On June 12, Major the Rev. Canon David Warren, incumbent of St. George, Allandale in Barrie, and parishioner Dr. Phil Burridge, a retired emergency ward physician, will cycle through France and Holland on the 2015 Wounded Warriors Canada Battlefield Bike Ride.
Dubbing themselves “Team Body and Soul,” the pair will join 90 other cyclists on an eight-day, 600-kilometre ride to the major battlefields of the First and Second World Wars.
Each participant is expected to raise $4,000, the funds going to Wounded Warriors Canada programs that assist ill and injured members of the Armed Forces.
The ride is a continuation of the 2014 Wounded Warriors Canada Battlefield Bike Ride from Normandy to Vimy Ridge, in which Canon Warren and Dr. Burridge also participated.
This year, it starts at Vimy and ends at Groesbeek Cemetery in Nijmegen for the 70th anniversary of VE Day and the liberation of the Netherlands.

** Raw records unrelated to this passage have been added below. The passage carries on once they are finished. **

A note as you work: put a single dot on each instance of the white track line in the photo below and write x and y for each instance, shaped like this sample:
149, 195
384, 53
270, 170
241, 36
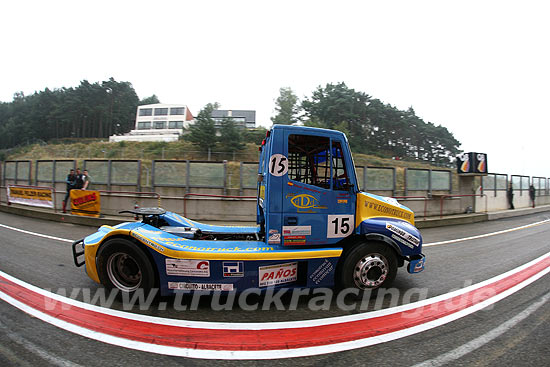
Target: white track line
485, 338
487, 234
36, 234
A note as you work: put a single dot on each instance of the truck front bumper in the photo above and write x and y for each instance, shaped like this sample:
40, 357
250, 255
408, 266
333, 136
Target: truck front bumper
416, 263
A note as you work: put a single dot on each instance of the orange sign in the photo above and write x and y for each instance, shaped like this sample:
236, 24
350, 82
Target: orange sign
86, 203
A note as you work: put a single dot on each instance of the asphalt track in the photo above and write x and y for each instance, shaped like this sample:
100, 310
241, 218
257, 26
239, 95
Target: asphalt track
512, 331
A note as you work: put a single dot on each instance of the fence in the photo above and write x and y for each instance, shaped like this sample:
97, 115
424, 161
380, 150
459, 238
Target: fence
178, 177
429, 180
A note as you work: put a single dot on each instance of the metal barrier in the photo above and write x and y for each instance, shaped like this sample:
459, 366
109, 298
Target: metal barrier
443, 197
425, 198
211, 196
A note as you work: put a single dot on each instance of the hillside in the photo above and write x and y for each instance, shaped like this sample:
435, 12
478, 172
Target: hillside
82, 149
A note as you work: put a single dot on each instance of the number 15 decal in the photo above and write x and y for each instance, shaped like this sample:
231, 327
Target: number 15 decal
340, 225
278, 165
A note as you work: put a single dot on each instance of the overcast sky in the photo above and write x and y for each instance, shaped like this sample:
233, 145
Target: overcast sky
479, 68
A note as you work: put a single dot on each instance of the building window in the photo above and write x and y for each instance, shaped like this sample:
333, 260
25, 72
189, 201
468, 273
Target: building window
175, 125
161, 111
144, 125
177, 111
146, 112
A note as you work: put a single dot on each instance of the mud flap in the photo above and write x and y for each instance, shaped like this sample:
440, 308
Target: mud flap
416, 265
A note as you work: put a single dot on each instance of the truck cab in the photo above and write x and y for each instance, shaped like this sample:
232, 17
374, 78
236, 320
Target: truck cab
308, 195
315, 228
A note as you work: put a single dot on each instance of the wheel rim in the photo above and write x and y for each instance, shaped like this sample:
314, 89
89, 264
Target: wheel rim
370, 271
124, 272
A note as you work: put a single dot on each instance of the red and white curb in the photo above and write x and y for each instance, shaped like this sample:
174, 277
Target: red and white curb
212, 340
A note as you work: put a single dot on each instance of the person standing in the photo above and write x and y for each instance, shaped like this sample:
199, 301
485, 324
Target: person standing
532, 194
510, 195
86, 179
79, 181
71, 182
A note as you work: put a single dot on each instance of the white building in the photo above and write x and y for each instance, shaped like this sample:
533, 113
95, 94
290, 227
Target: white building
158, 122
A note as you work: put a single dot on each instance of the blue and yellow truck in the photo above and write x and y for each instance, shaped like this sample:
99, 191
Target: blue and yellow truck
315, 228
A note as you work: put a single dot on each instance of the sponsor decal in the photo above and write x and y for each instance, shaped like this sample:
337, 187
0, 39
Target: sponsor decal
403, 234
297, 230
391, 201
191, 268
305, 202
147, 242
226, 249
233, 269
277, 274
200, 286
30, 196
321, 272
295, 240
388, 210
274, 237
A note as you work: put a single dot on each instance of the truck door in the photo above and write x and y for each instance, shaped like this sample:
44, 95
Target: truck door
318, 191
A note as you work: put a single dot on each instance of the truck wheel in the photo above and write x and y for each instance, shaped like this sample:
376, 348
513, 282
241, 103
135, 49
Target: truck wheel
123, 265
368, 266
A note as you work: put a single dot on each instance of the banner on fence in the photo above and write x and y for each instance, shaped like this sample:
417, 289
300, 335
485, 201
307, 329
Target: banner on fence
42, 197
86, 203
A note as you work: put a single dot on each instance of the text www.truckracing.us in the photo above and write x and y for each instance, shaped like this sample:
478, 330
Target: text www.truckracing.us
256, 299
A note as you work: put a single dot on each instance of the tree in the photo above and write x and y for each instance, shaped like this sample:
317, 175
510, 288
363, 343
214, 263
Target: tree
338, 105
231, 139
91, 110
287, 107
149, 100
203, 132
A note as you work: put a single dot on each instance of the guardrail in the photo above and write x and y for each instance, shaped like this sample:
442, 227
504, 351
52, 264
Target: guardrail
443, 197
211, 196
425, 198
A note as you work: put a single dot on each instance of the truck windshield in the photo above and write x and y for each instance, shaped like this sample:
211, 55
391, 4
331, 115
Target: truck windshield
310, 162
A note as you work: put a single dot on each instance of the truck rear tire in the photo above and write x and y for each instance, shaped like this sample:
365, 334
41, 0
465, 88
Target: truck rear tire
368, 266
123, 265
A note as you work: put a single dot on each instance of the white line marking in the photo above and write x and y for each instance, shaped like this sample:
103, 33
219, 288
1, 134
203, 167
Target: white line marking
36, 234
485, 338
270, 354
487, 234
33, 348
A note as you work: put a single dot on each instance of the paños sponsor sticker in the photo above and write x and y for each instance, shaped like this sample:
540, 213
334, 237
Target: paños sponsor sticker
277, 274
200, 286
192, 268
233, 269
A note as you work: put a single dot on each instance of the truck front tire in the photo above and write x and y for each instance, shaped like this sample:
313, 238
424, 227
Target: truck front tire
368, 266
123, 265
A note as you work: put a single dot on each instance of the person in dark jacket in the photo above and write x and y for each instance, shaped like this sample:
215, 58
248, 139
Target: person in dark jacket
532, 194
79, 181
71, 182
510, 195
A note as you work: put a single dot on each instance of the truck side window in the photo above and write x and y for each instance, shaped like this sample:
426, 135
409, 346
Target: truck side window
340, 177
308, 158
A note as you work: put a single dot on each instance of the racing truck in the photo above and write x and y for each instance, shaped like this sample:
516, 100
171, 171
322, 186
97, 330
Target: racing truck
314, 228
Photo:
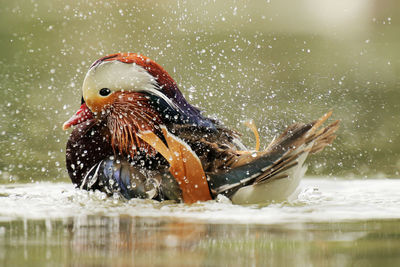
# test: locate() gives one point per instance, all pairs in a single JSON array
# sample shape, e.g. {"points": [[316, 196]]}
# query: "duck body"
{"points": [[137, 136]]}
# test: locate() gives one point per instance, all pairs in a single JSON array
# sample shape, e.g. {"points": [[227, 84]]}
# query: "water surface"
{"points": [[334, 222]]}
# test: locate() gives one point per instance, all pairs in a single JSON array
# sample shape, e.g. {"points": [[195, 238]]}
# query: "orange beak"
{"points": [[82, 115]]}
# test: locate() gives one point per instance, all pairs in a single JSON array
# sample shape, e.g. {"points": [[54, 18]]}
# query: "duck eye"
{"points": [[104, 92]]}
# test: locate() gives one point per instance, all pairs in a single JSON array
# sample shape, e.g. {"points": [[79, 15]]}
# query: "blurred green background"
{"points": [[273, 61]]}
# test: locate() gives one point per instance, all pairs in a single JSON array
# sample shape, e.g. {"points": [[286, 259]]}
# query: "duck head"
{"points": [[131, 93]]}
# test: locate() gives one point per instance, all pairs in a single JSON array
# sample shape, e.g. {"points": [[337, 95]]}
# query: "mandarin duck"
{"points": [[137, 136]]}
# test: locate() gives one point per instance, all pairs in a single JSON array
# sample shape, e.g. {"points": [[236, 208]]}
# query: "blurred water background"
{"points": [[273, 61], [276, 62]]}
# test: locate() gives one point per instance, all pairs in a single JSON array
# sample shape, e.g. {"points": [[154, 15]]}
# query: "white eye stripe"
{"points": [[118, 76]]}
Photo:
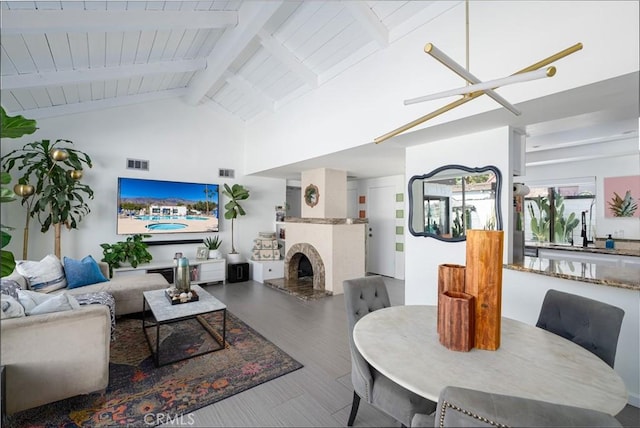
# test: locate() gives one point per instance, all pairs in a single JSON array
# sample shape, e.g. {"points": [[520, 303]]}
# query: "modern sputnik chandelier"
{"points": [[475, 87]]}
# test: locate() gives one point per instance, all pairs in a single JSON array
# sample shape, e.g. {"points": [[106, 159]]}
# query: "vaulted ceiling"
{"points": [[243, 58], [239, 57]]}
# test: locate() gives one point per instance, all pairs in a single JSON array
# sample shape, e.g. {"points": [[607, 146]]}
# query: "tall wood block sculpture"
{"points": [[483, 280]]}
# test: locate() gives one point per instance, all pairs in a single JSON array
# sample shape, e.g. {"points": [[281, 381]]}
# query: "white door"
{"points": [[381, 231]]}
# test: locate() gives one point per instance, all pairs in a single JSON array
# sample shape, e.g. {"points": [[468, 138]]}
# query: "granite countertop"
{"points": [[621, 275], [590, 249]]}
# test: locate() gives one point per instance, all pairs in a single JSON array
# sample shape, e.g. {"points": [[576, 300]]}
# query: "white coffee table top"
{"points": [[402, 343], [164, 311]]}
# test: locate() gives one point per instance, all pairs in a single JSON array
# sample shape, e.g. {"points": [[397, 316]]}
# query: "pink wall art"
{"points": [[622, 196]]}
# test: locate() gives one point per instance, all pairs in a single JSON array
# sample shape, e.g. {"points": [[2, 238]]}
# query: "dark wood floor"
{"points": [[314, 332]]}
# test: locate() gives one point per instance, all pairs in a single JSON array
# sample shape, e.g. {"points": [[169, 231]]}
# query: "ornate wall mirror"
{"points": [[448, 201]]}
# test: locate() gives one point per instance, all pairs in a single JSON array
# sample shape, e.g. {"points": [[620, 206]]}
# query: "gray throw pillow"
{"points": [[9, 287], [38, 303]]}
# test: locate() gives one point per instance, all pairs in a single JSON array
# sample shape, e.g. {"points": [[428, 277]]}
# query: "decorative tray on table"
{"points": [[175, 299]]}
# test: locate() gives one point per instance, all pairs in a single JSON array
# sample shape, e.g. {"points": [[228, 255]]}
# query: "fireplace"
{"points": [[334, 248], [304, 258]]}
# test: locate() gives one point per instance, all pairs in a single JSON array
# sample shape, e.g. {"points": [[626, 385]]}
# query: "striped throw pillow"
{"points": [[44, 276]]}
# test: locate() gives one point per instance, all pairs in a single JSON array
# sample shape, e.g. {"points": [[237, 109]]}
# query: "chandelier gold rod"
{"points": [[445, 60], [474, 95], [487, 86]]}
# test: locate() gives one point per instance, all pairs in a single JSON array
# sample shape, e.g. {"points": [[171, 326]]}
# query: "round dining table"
{"points": [[402, 343]]}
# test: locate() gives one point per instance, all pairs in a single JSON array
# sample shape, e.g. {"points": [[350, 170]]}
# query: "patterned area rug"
{"points": [[139, 394]]}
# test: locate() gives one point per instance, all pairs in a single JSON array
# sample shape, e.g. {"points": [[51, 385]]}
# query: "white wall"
{"points": [[600, 168], [423, 255], [366, 101], [182, 143]]}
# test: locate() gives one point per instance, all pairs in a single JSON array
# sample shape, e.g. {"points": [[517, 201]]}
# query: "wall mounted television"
{"points": [[166, 207]]}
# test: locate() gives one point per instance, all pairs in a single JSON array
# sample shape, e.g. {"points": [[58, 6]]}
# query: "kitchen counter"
{"points": [[589, 249], [602, 272]]}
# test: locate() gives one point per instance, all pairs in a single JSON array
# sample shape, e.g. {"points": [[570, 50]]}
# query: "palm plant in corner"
{"points": [[10, 127], [233, 209], [54, 170]]}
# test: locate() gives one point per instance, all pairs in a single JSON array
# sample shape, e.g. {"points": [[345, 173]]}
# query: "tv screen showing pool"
{"points": [[156, 206]]}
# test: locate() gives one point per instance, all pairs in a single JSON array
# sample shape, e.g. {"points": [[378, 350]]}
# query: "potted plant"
{"points": [[233, 209], [213, 244], [132, 250], [10, 127], [54, 169]]}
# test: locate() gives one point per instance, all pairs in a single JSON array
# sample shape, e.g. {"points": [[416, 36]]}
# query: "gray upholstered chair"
{"points": [[361, 296], [461, 407], [591, 324]]}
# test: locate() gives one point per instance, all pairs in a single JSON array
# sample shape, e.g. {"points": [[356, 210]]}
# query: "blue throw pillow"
{"points": [[82, 272]]}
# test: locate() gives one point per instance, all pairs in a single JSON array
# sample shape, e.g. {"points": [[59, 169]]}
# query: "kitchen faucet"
{"points": [[583, 233]]}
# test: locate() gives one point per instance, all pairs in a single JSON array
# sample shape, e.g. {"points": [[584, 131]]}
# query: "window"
{"points": [[561, 211]]}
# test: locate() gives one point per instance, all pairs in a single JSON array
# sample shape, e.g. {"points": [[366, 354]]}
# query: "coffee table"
{"points": [[165, 313]]}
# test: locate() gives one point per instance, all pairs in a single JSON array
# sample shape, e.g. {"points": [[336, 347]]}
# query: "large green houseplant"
{"points": [[54, 170], [235, 193], [10, 127], [132, 250]]}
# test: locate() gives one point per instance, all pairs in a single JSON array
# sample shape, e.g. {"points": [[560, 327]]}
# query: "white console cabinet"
{"points": [[263, 270], [202, 271]]}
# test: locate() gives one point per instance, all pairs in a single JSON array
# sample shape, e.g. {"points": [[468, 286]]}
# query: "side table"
{"points": [[238, 272]]}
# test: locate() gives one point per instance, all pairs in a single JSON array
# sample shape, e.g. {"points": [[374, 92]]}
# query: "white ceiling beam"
{"points": [[242, 85], [58, 78], [252, 17], [83, 107], [46, 21], [362, 13], [288, 59]]}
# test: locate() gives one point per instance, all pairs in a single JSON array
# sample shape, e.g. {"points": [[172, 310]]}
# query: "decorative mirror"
{"points": [[449, 200]]}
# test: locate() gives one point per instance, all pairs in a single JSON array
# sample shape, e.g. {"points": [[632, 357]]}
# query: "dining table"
{"points": [[402, 343]]}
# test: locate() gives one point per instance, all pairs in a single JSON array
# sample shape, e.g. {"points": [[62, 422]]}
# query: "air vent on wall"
{"points": [[138, 164], [226, 173]]}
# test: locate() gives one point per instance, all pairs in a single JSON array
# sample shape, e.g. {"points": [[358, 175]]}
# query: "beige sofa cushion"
{"points": [[54, 356], [126, 290]]}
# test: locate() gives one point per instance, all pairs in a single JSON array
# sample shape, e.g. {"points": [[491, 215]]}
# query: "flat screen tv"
{"points": [[164, 207]]}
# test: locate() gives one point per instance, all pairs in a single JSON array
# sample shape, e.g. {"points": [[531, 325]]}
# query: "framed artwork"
{"points": [[311, 195], [202, 253], [621, 196]]}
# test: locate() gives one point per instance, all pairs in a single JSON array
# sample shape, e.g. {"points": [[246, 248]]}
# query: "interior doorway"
{"points": [[381, 232]]}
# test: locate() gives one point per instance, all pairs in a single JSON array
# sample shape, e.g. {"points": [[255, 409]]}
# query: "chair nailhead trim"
{"points": [[446, 404]]}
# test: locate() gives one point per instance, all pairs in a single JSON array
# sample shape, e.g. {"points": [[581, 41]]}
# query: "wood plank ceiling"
{"points": [[239, 57]]}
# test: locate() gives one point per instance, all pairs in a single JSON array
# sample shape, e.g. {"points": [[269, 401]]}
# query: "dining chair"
{"points": [[462, 407], [589, 323], [362, 296]]}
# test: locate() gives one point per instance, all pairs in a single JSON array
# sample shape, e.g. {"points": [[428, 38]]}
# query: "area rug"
{"points": [[139, 394]]}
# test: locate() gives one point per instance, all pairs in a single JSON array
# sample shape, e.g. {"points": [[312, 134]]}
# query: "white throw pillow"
{"points": [[44, 276], [37, 303], [11, 308]]}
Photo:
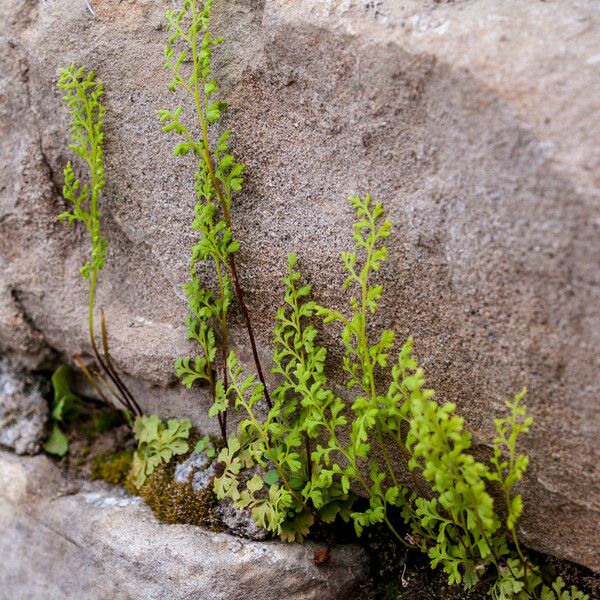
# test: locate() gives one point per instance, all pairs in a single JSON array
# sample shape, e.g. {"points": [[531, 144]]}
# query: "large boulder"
{"points": [[475, 122], [23, 409], [99, 542]]}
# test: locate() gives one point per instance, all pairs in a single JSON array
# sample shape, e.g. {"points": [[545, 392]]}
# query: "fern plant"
{"points": [[64, 407], [83, 95], [157, 443], [217, 178], [309, 461], [292, 488]]}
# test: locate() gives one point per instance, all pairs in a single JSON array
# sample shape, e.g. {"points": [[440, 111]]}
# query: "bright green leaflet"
{"points": [[157, 443], [64, 407], [83, 95], [218, 176]]}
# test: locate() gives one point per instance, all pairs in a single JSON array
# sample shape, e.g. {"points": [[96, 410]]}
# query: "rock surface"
{"points": [[475, 121], [198, 469], [23, 410], [100, 543]]}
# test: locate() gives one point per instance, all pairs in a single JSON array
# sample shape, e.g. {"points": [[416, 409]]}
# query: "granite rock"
{"points": [[474, 121]]}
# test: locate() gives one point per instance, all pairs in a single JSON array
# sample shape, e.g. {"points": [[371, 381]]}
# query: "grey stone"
{"points": [[194, 463], [474, 121], [239, 521], [100, 543], [23, 409]]}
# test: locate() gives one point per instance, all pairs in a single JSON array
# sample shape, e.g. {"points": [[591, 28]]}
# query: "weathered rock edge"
{"points": [[475, 121], [101, 543]]}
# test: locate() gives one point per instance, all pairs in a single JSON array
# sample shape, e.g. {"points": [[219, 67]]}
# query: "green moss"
{"points": [[112, 467], [173, 502]]}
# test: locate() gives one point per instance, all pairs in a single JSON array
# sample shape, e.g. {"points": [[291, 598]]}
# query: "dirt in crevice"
{"points": [[101, 446]]}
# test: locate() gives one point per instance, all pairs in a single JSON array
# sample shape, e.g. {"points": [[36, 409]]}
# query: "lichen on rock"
{"points": [[23, 409]]}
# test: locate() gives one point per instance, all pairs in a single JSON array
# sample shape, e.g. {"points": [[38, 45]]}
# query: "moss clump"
{"points": [[112, 467], [173, 502]]}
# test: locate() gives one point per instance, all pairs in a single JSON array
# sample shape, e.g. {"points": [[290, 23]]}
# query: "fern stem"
{"points": [[226, 213]]}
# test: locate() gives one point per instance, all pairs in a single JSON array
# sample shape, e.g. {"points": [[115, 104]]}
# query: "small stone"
{"points": [[198, 469], [239, 521], [23, 409]]}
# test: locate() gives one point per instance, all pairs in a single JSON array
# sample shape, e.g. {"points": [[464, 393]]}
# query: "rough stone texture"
{"points": [[23, 410], [475, 121], [96, 543], [198, 469]]}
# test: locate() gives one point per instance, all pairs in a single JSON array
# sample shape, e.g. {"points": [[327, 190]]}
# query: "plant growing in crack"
{"points": [[449, 513], [83, 95], [217, 178]]}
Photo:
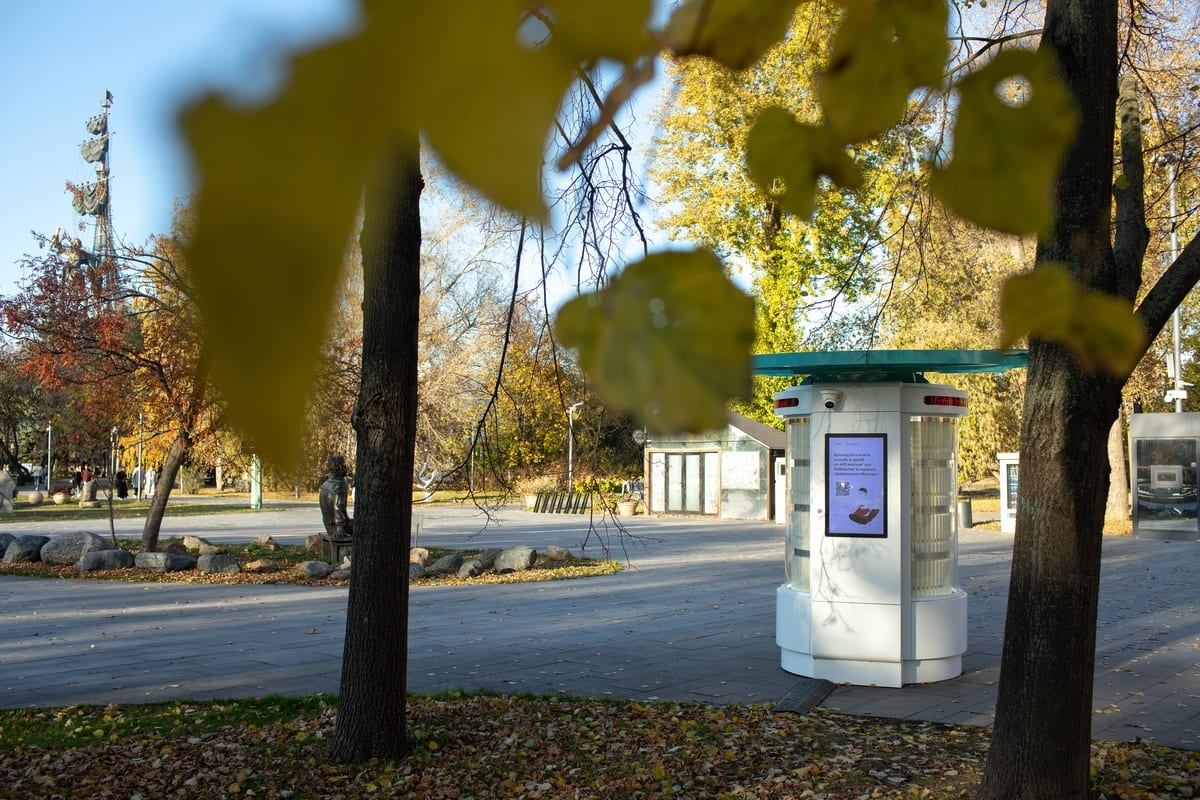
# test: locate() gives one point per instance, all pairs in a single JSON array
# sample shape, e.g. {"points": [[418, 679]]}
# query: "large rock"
{"points": [[165, 561], [515, 559], [95, 560], [471, 569], [217, 564], [480, 564], [25, 548], [445, 564], [316, 569], [556, 553], [487, 558], [69, 548], [195, 542]]}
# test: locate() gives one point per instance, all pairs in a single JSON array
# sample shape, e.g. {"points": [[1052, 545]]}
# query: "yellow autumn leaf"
{"points": [[616, 28], [667, 341], [1006, 152], [785, 158], [882, 52], [1099, 329], [280, 185], [271, 222], [735, 32]]}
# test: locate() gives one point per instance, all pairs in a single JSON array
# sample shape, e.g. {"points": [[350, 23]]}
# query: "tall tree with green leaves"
{"points": [[803, 271], [486, 100]]}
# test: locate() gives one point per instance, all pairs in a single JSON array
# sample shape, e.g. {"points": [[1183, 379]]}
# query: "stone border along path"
{"points": [[691, 618]]}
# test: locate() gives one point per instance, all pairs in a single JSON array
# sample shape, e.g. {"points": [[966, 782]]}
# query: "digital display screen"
{"points": [[856, 485]]}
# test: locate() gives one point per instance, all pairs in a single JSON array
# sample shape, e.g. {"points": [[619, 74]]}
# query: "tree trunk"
{"points": [[1042, 737], [1116, 506], [375, 662], [163, 482]]}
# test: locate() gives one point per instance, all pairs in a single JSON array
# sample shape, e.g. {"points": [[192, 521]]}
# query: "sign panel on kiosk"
{"points": [[856, 469]]}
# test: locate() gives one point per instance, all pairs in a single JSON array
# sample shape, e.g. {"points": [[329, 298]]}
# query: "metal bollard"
{"points": [[964, 509]]}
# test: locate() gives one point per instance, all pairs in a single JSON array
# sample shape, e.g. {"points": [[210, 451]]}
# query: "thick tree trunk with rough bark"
{"points": [[375, 662], [163, 483], [1042, 735]]}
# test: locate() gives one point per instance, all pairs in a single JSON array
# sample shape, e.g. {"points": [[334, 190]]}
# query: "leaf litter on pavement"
{"points": [[520, 746]]}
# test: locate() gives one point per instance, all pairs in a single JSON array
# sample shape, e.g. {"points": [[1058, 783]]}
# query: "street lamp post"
{"points": [[570, 444], [1177, 391]]}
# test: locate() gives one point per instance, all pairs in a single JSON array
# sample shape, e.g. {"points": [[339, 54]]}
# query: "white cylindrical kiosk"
{"points": [[871, 593]]}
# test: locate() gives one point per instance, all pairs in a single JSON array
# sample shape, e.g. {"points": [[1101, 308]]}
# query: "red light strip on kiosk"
{"points": [[942, 400]]}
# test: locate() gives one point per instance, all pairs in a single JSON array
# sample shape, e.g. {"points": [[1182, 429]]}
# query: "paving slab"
{"points": [[691, 618]]}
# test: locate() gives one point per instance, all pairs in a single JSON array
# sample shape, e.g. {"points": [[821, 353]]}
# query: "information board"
{"points": [[856, 485]]}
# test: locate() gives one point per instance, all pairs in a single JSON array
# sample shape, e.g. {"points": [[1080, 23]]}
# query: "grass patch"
{"points": [[288, 557], [520, 746], [70, 511]]}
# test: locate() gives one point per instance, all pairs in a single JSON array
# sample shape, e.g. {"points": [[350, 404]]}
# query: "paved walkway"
{"points": [[690, 619]]}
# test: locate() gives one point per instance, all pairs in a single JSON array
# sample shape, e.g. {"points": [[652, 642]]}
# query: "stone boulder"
{"points": [[516, 559], [480, 564], [471, 569], [556, 553], [96, 560], [217, 564], [196, 542], [24, 548], [316, 569], [69, 548], [165, 561], [445, 564]]}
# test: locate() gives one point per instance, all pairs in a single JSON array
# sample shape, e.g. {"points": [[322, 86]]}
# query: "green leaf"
{"points": [[1007, 157], [1101, 329], [785, 158], [882, 52], [667, 341], [735, 32]]}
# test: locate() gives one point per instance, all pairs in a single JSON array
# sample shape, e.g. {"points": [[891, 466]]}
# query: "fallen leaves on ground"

Canon Warren, who was chaplain to the reserve forces until his retirement in 2013, says last year’s ride was the first long distance cycling he had done. He has been training for this ride ever since, in the gym for the winter months and on the road in better weather.
“Currently we’re supposed to be road-riding three days a week and one of those rides should be approximately three hours long,” he explains. Days on the tour begin at 8 a.m. and, with scheduled breaks, end at 4 or 5 p.m.
The biking should be easier this year, he says, as it starts in the hills of France and ends on the flat land of Holland. “Last year it was a lot uphill,” he adds. ”We found the one day of 120 km was just a little too much for everybody.”
Canon Warren praises the continuing support for Wounded Warriors that comes from Anglican chaplains in the reserves and regular military. He notes that the organization not only provides programs for the ill and injured, it also provides ongoing support for their families.